Fig. 3. Data integration, partition-based graph abstraction (PAGA) and diffusion pseudotime in scATAC-seq.

a UMAP with annotated cell types from scATAC-seq for blood cells from Satpathy et al., performed on the peak feature space (57,177 cells x 83,823 peaks). Only the broad cell type annotation is shown. b Joint UMAP for two scATAC-seq datasets with experiment label (10x Genomics and Satpathy et al.) for concatenated count matrices (left) and mixed using BBKNN with experiment label (middle) and cell type label (right) (62,284 cells x 123,280 peaks). c Force-directed graph drawing of the Satpathy et al. dataset. d PAGA plot for the same cells using the same Force-directed graph embedding. e Monocyte differentiation path depicted on top of the force-directed graph drawing, and f openness of peaks at marker genes during pseudotime progression (distance) in the monocyte differentiation path (16,004 cells x 83,823 peaks).

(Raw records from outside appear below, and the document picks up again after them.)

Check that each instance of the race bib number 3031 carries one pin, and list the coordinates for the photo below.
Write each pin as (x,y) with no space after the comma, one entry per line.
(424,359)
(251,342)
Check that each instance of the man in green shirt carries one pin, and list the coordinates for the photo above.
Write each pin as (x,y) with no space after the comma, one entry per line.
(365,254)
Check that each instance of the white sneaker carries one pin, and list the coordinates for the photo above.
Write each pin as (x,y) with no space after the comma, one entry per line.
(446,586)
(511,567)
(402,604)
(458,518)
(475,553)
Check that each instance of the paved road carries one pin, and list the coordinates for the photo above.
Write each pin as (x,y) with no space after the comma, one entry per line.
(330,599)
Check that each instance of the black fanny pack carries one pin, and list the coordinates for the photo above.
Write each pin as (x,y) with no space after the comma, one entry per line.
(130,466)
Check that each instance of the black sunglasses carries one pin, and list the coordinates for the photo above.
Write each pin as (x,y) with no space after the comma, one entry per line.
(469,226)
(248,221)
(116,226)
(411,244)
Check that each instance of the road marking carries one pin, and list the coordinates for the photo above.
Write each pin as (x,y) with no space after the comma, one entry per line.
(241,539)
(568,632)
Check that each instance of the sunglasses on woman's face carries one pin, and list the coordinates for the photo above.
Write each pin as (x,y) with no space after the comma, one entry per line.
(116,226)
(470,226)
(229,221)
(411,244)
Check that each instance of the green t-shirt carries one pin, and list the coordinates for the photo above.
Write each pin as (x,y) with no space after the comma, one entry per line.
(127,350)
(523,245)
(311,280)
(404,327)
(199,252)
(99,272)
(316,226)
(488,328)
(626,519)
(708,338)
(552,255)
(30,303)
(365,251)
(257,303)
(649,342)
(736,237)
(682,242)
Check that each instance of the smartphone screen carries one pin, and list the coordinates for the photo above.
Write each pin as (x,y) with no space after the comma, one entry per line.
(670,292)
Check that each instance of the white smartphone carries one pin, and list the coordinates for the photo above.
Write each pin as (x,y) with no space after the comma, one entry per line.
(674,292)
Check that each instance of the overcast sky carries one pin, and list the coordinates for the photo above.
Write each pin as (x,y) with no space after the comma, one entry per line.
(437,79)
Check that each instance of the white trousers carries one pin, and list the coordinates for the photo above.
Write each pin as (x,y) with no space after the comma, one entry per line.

Fig. 4. Benchmarking of cell clustering performance.

Adjusted rand index (ARI) for Louvain clustering in a Buenrostro et al. dataset for bulk peaks with 2,034 cells, b Buenrostro et al. dataset with 150,429 open features and 2,034 cells, c Cusanovich et al. mouse atlas downsampled to 12,178 cells, d full Cusanovich et al. mouse atlas with 81,173 cells. EpiScanpy performance results are compared to the results of 11 other scATAC-seq methods benchmarked in Chen et al.. The dotted lines indicate epiScanpy’s ARI value.